In a previous blog post, I got all prophetic and said that I had seen the future of solid-state storage and that it was scale out. The sheer performance that even a small number of solid-state disks can deliver is just too much for a traditional scale-up storage controller to handle. The question then becomes: If the future of storage is scale out, which scale-out storage architecture is best?
Of course, scale-out storage architectures aren't just for solid-state, scale-out NAS, and object-storage systems have been solving big data problems of one sort or another for a decade. Over time, we've seen vendors introduce several different scale-out architectures, each one attractive in its own way.
The simplest approach is to use a shared-disk clustered file system, like IBM's GPFS or Quantum's StorNext, to build a scale-out NAS system like IBM's SONAS or Symantec's FileStore. These systems use a central SAN array to hold data managed by multiple NAS heads. The scale of the systems and their performance are limited by the shared storage array. While clustered file systems are a good solution for organizations needing large, fast file repositories, they're not the answer for solid-state storage, where our problem is in the array controller as much, if not more, than it's the file system.

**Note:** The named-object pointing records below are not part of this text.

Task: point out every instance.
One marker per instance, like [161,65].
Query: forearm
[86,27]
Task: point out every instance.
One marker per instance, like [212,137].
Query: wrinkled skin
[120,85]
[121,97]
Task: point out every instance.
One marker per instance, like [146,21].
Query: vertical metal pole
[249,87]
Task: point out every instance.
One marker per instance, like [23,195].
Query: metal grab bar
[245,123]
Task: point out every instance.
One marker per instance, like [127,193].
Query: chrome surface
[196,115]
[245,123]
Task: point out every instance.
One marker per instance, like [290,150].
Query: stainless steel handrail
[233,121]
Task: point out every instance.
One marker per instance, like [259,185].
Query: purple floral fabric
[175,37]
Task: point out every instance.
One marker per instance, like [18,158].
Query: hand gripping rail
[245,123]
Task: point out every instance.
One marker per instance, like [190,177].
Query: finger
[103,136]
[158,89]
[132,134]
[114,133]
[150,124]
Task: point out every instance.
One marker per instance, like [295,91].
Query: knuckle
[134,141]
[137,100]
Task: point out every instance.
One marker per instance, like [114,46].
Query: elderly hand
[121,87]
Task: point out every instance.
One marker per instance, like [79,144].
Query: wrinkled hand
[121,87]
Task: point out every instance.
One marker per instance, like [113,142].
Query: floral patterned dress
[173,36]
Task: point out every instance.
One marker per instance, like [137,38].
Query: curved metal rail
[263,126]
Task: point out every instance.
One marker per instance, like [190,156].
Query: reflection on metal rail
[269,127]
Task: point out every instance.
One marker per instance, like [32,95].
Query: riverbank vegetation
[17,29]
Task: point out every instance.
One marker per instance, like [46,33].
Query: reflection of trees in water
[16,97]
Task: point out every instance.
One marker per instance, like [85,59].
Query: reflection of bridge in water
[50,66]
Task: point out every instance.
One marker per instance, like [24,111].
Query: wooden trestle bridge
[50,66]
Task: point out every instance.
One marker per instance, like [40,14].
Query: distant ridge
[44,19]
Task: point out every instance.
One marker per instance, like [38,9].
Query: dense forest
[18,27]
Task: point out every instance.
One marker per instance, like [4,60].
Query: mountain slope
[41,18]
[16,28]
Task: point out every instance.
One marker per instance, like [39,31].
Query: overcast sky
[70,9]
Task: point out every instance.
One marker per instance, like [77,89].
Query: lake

What we need for scale-out flash is a "shared nothing" cluster that allows us to add nodes to the system without any single choke point, like the shared array in a clustered file system. As we look at shared nothing storage systems, both all-solid-state and those based on spinning disks, we see two quite different architectures.
Some vendors, like SolidFire in the all-solid-state market, HP's Lefthand, and most object storage systems, build up their storage clusters from independent storage nodes. To allow the system to survive the loss of a storage node, they mirror data across two or more nodes in the array. This approach keeps the node hardware simple, usually using off-the-shelf servers, but since all the data is mirrored across multiple nodes they have to store at least two copies of all the data. As a result, they're not terribly space efficient. While disk space is cheap, SSDs are less so, which may push solid-state vendors to the twin model.
While storage systems for archival data can use cross-node RAID or even better erasure coding to distribute data across multiple nodes without the overhead of mirroring, these approaches aren't well suited to the low-latency, high-IOPS applications that solid-state storage systems address. EMC's Isilon uses a combination of mirroring for files or folders that are accessed randomly and erasure coding for older files and those that will be accessed sequentially, like media files.
Rather than using a simple storage node, like rack-mount servers, which have their own single points of failure as their building blocks, twinned systems like Dell/EqualLogic and NetApp build a cluster of dual controller systems. Since each storage node has two controllers and a block of storage, it can use RAID for data protection, keeping overhead down. System designers can also build hybrid scale-up/scale-up by adding drive shelves to the controller pair.
The downside to paired systems is their behavior in the event of a controller failure. When a controller fails in a paired system its twin has to take on its workload, which may cause a significant performance loss. Most peer systems distribute the second copy of data from a single node across all the other nodes in the cluster, so a node failure will have a smaller impact on performance.
The unanswered question for all-solid-state systems is how vendors balance the cost of additional SSD capacity for single-node systems with the cost of additional controllers in a twinned system. This will become apparent as we see scale-out twin systems from vendors like Pure Storage.
Disclaimer: Dell, HP, NetApp and SolidFire are or have been clients of DeepStorage LLC.